President Biden is counting on a reinvigorated IRS to help fund some of his more ambitious spending plans, but The Wall Street Journal’s Richard Rubin says Tuesday that revitalizing the agency may be more challenging than some policymakers expect.
There’s little doubt that the IRS needs help. The agency has lost about 15% of its workforce over the last decade, making it harder to provide services to taxpayers, and the percentage of taxpayers being audited recently fell to a 40-year low. As a result, the value of missed tax collections has soared, and Commissioner Charles Rettig said last week that the underpayment of taxes may come to $1 trillion each year.

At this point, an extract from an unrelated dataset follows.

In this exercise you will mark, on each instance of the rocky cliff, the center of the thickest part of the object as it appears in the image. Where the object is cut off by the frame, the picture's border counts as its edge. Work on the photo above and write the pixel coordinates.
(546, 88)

Lawmakers have eased a long-term decline in funding recently, providing a modest boost to the agency in the past few years. But Rubin says that additional funding may not be enough.
“A turnaround takes more than money,” Rubin writes. “It is a management challenge as complex as the IRS itself. The agency is a collections company, police force, law firm, financial institution, call center and high-security information-technology shop rolled into one. It operates with political constraints no private company faces, such as budgets that fluctuate with election results and pushback from influential businesses large and small when it ramps up enforcement.”
IRS advocates say that the key to restoring the agency is straightforward: it needs a lot more well-trained people, especially those who can investigate complex partnerships and elaborate tax avoidance schemes. But it takes time to develop those skills.
“If we get funding—let’s say tomorrow or next year—for a lot of revenue agents that would be fantastic,” Deputy Commissioner Sunita Lough told Rubin, “but the results take a long time.”
Former IRS commissioner Charles Rossotti said he would wait to see how the revival effort plays out. “If I hadn’t lived in Washington for 50 years, I would say, ‘Wow, this is the moment, definitely,’” he told Rubin. However, given his experience, “I’m a little more cautious,” he said.